Mercoledì, per tutto il giorno, sono stati diffusi online video e foto del bombardamenti, e i più grandi giornali internazionali hanno contattato esperti di armi chimiche per capire se si sia trattato di un bombardamento “convenzionale” o di un attacco chimico. Anche la comunità internazionale ha reagito duramente di fronte alle immagini del massacro, anche se le informazioni che si hanno finora sono ancora molto confuse. In ordine, ecco quello che sappiamo dell’attacco di ieri, e cosa ne dicono gli esperti di Siria e di armi chimiche.
I video e le foto diffusi su internet
Il lavoro più completo di raccolta di foto e video è stato fatto dal blogger Eliot Higgins, che gestisce il blog “Brown Moses“: Higgins ha creato una playlist (con immagini molto impressionanti e forti, attenzione) con tutti i video pubblicati in rete relativi al bombardamento. Analizzando le immagini di questi video, molti esperti stanno discutendo – senza mettersi d’accordo – se si possa parlare di attacco con armi chimiche (e se sì, quali?).
The Lede, il blog del New York Times che si occupa di contenuti multimediali, ha cercato di mettere un po’ d’ordine tra tutto il materiale che è stato diffuso in internet. Per prima cosa ha spiegato che tutti gli account che hanno pubblicato i video su Youtube relativi al presunto uso di sostanze chimiche durante il bombardamento sono affiliati a ribelli e attivisti di alcune città della regione orientale di Ghouta, a est di Damasco, come Erbeen, Kafr Batna, Saqba e Jisreen. Molti di questi sono particolarmente strazianti: mostrano bambini morti stesi per terra uno di fianco all’altro in edifici che sembrano obitori improvvisati.

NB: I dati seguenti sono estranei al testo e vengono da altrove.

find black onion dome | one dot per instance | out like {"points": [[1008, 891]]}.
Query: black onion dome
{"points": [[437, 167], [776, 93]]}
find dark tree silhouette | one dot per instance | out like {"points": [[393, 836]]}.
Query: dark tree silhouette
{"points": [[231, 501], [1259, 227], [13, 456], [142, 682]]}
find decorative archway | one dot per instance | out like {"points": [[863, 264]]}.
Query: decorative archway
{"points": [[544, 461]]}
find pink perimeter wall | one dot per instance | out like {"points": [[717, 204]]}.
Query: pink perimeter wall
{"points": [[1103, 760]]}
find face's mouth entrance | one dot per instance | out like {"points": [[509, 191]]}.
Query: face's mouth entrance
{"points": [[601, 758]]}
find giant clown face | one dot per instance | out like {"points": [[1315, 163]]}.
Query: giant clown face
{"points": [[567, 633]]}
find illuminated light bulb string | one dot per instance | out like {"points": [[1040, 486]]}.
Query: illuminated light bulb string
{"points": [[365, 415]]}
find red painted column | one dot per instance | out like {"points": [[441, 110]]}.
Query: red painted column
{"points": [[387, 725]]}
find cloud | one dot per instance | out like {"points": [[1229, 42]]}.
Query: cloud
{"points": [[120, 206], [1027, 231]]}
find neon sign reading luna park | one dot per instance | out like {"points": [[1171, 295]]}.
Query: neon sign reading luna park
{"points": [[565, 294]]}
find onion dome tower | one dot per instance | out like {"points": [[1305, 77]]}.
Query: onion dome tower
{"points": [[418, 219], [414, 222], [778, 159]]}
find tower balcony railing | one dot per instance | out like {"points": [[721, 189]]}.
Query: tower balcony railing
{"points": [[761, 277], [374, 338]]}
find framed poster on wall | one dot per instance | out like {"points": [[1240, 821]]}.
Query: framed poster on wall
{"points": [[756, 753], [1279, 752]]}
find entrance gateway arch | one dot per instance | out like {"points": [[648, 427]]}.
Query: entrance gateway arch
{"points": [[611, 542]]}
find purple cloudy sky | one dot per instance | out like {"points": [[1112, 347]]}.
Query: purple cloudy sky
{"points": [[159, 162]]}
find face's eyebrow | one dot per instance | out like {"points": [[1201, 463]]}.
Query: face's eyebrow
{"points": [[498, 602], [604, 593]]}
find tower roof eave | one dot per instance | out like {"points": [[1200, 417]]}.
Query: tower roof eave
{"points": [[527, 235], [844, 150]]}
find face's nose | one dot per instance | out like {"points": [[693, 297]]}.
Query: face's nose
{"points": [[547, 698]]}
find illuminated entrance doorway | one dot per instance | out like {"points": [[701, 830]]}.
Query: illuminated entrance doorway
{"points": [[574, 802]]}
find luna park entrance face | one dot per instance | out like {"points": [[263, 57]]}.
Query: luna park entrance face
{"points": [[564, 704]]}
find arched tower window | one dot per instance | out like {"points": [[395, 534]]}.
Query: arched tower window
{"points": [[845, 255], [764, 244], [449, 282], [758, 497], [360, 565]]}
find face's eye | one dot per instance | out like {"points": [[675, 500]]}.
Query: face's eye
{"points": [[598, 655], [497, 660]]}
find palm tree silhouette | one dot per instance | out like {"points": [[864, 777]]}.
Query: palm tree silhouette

Alcuni di questi video mostrano anche le procedure mediche compiute sui feriti: un video proveniente da Erbeen mostra un dottore premere un respiratore manuale sulla bocca di un ragazzo che sembra non rispondere agli stimoli, mentre un secondo dottore prepara un’iniezione a un altro bambino con le labbra blu. Un altro video mostra un gruppo di dottori che circondano un uomo a terra con le convulsioni. I ribelli della città di Jobar hanno caricato un video (poi da loro sottotitolato in inglese) che fa vedere un dottore descrivere la sua esperienza durante i soccorsi di mercoledì. Ciò che dice il medico, scrive The Lede, sembra confermare l’ipotesi dell’uso di sostanze chimiche tossiche.
Il medico, che non rivela il suo nome, dice inoltre che molti corpi sono stati trovati negli scantinati delle abitazioni nei quartieri bombardati. Molte persone hanno creduto di potersi rifugiare lì per evitare le conseguenze dei missili e del gas, non sapendo però che gli agenti chimici sono più densi nell’aria, e quindi più potenti, quando si diffondono in ambienti chiusi. I sintomi riscontrati sui feriti dai centri medici della zona sono stati definiti anche da altri esperti come compatibili con l’uso di armi chimiche: includono perdita di coscienza, schiuma dal naso e dalla bocca, restrizione delle pupille, tachicardia e difficoltà respiratorie, senza che sui corpi ci fossero segni evidenti di ferite. È di questo parere, per esempio, il professore Alexander Kekule dell’Istituto per la Microbiologia Medica dell’Università di Halle, in Germania.
Gli scettici
Secondo gli esperti contattati dal New York Times, però, le immagini dei video non dimostrerebbero l’uso di armi chimiche, in particolare di gas nervino, i cui effetti interferiscono con il sistema nervoso delle persone esposte e possono causare defecazione, vomito, intensa salivazione e tremori. In alcuni pazienti, aggiunge in New York Times, questi sintomi sarebbero presenti sono parzialmente. Il Times cita anche la tesi di Gwyn Winfield, direttore editoriale del giornale specializzato in armi non convenzionali CBRNe World. Winfield ha detto che se si fosse trattato di un attacco chimico anche i medici esposti a un numero così elevato di persone malate avrebbero dovuto presentarne i sintomi: ma questo nei video non si vede. Secondo Winfield durante i bombardamenti di mercoledì mattina molte persone potrebbero essere state uccise dall’uso di gas lacrimogeno in spazi ristretti, come gli scantinati delle case della zona.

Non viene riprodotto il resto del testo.